Billie sat up.
“I’m all right now,” she said. “It was only fright because I lost my way in the dark and couldn’t find the door, and it was so ghastly running into another person in the blackness like that. Father, I wish you would tell them not to put out the lights in this room so early. It’s the second time it’s happened now.”
“O’Haru, you hear what the lady says,” said Mr. Campbell half humorously.
Billie, knowing her father as she did, was suddenly aware that he was trying to make light of the affair for the benefit of the others in the room. That the episode was far more serious than he cared to admit, she knew perfectly well.
O’Haru left the doorway where she had been standing and came over to the group by the couch.
“What was the honorable wish of the young lady?”
“Not to have the lights in the library put out so early in the evening. To wait until bedtime at least.”
O’Haru disliked to contradict, but the august young lady was honorably mistaken. The lights had never been put out by any servant attached to the household. She herself, or her daughter, attended to that after the honorable family had retired for the night.
“Never mind,” said Mr. Campbell in a soothing voice, indicating to Billie by a slight shake of the head that he would be glad if she would let the matter drop. Billie nodded. There was perfect understanding between the father and the daughter.
“How do you feel now, Miss Billie?” asked Nicholas Grimm coming to the foot of the couch.

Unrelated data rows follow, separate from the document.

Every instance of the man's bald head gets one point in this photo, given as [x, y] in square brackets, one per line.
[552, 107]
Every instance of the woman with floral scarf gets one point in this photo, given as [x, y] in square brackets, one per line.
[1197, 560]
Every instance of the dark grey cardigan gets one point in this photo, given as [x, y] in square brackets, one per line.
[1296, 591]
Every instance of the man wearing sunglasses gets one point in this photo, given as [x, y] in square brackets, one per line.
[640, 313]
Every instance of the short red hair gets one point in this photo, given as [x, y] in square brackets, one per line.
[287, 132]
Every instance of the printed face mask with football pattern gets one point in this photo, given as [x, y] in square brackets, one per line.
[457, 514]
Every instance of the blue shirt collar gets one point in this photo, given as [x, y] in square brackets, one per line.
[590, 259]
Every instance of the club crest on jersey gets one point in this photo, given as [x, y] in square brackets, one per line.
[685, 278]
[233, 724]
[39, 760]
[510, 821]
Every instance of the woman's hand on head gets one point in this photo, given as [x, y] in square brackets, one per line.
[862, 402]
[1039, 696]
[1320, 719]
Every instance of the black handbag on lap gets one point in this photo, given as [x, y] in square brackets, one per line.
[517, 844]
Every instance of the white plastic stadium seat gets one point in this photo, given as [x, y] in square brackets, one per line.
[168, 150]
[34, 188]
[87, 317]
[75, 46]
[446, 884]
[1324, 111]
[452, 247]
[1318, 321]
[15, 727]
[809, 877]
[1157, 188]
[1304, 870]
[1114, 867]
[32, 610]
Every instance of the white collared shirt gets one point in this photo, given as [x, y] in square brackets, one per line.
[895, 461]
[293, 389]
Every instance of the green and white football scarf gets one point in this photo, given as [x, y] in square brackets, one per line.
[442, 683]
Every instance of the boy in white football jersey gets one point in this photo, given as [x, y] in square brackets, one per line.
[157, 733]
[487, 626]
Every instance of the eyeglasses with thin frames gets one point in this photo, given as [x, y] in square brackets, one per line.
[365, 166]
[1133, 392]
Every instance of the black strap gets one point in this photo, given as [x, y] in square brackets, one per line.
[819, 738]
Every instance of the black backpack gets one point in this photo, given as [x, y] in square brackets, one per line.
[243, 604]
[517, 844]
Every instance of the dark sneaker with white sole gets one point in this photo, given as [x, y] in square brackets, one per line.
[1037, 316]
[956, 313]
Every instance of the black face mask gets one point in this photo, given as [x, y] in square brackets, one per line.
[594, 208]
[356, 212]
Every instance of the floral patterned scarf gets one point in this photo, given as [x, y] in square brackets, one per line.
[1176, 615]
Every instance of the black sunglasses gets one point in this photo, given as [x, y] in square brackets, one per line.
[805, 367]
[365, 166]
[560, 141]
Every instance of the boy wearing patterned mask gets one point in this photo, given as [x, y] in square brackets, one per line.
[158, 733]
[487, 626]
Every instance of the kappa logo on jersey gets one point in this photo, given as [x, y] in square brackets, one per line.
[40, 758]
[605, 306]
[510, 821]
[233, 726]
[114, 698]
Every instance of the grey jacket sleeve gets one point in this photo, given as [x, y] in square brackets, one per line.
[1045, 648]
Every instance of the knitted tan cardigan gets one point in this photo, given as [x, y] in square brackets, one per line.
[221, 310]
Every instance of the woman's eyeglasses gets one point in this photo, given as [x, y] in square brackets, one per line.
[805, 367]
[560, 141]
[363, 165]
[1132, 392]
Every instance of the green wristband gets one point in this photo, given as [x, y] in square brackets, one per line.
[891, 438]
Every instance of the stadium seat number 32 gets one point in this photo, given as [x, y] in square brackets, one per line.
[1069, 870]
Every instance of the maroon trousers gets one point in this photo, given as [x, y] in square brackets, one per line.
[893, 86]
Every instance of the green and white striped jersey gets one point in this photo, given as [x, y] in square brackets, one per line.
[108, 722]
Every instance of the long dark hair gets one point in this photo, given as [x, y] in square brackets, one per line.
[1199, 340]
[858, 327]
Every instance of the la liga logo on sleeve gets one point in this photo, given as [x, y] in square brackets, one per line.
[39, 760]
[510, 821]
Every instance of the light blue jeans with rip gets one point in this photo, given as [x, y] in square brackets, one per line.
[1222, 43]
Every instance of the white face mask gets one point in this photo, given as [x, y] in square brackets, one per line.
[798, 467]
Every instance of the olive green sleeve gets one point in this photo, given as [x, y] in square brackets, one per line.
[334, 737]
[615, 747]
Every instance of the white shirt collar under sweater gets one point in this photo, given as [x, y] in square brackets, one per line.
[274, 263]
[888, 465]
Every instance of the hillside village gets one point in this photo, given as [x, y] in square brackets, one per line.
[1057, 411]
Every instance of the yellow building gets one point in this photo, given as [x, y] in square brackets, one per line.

“I’m all right again. I am ashamed of having been such a coward. If it had been daylight I shouldn’t have been half so frightened.”
“I feel that it was all my fault for running off and leaving you alone. I should have seen you to the house at least.”
“Nonsense,” said Billie. “That wouldn’t have altered matters in the least. I would have come back here just the same for the pistol. You see I had a feeling that Papa might need it. Besides, we were all alone here. There were no men—”
“I am only glad it was someone else that was shot and not you, my darling child,” broke in Miss Campbell tremulously. “Duncan, I do wish you wouldn’t keep pistols lying around the house. They are so dangerous.”
“But I don’t, Cousin. It was carefully stored in the back compartment of a bottom desk drawer. If this reckless young relative of ours would go and dig it out, I’m sure it’s not my fault.”
“I’m sure I can’t imagine why you treat the matter as such a joke,” Miss Campbell was saying, when Mme. Fontaine swept into the room.
Her face was whiter than the long white wrap that enveloped her.
“I am so glad you were not injured,” she said standing beside Billie.
“You must thank Mme. Fontaine, Billie. It was she who found you first. The rest of us were not certain in which room the shot was fired. I thought it was in the kitchen.”